Chauffeurs conduisant sous l’effet de l’alcool et de la drogue : Ramgoolam: « Mo pou amann lalwa »

Le Premier ministre, Navin Ramgoolam a annoncé des sanctions sévères à l’encontre des chauffeurs conduisant sous l’effet de l’alcool et de la drogue. « Mo pou amann lalwa », a-t-il affirmé à Grand-Bassin en marge d’un spectacle haut en couleurs organisé par la Shiv Parivaar Mandir.
Le chef du gouvernement préconise la saisie immédiate des véhicules impliqués dans ce genre d’accidents de la route et la prison. Il est revenu sur l’accident survenu à Belle-Rive où un conducteur ivre et sous l’effet de la drogue a percuté deux pèlerins en route vers Grand-Bassin. Il a aussi fait état de l’accident survenu le jour de la célébration du Cavadee où un chauffeur avait percuté de plein fouet un policier en fonction.
« Il faut être intransigeant à l’encontre des coupables et si l’ancien gouvernement avait appliqué les règlements, il n’y aurait pas eu de morts », a poursuivi Navin Ramgoolam, qui a tenu à remercier les pèlerins pour avoir respecté les consignes de la police dans le cadre de leur sécurité.

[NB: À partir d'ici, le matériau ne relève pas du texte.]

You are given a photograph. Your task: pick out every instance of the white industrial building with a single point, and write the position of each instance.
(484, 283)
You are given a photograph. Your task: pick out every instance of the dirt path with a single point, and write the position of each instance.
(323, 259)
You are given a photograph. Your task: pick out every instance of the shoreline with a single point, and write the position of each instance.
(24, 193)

Concernant les subsides alloués aux religions, il a affirmé que Maurice est peut-être le seul pays au monde où « l’État paie les gens pour prier ». Il a plaidé en faveur de la consolidation de l’unité nationale.

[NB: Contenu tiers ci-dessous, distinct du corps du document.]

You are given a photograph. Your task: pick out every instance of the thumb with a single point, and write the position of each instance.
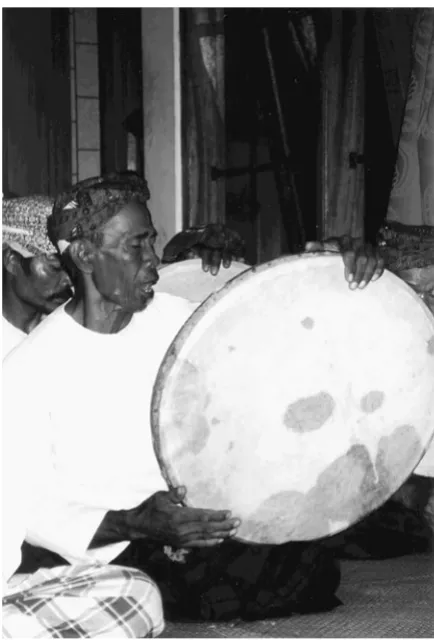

Le Premier ministre a salué le courage du président du Shiv Parivaar Mandir, Rajenrah Ramdhean qui n’a jamais hésité à l’inviter à l’occasion du Maha Shivaratree qu’il soit Premier ministre, leader de l’opposition ou en dehors du Parlement. Citant des extraits de l’œuvre de William Shakespeare, à l’effet que « Cowards die many times before their death », il maintient que « la roue finit par tourner. »
Navin Ramgoolam ajoute qu’il se souvient, lorsqu’il avait été arrêté, d’avoir lu le Bhagavat Gita dans sa cellule et n’avait réclamé aucun traitement de faveur. « On vit une seule fois. Zame monn per dan mo lavi. Kan ti met mwa dan selil, mo ti dir tret mwa kouma tou dimounn. Mo pa le okenn tretman eksepsionel. Je possède le courage de lutter », a-t-il déclaré avec force.
Il a aussi abordé le concept de la liberté, qui n’est pas un feu vert « pou pran fisi pou touy dimounn. » Il a ajouté que « Grand-Bassin fait partie intégrante de notre identité culturelle et les valeurs et les traditions transmises par nos ancêtres ont été préservées. Certains ne réalisent pas l’aspect symbolique de Grand-Bassin. Ti enn ofans a Shivji et DurgaMaa pou le party qui finn fer isi. Nous allons transformer Grand’Bassin en un parc spirituel », a-t-il annoncé en revenant sur l’histoire de Grand’Bassin qui a pris naissance avec un rêve du pandit Gossagne en 1898, parti avec sept autres officiants religieux hindous à la recherche du lac sacré.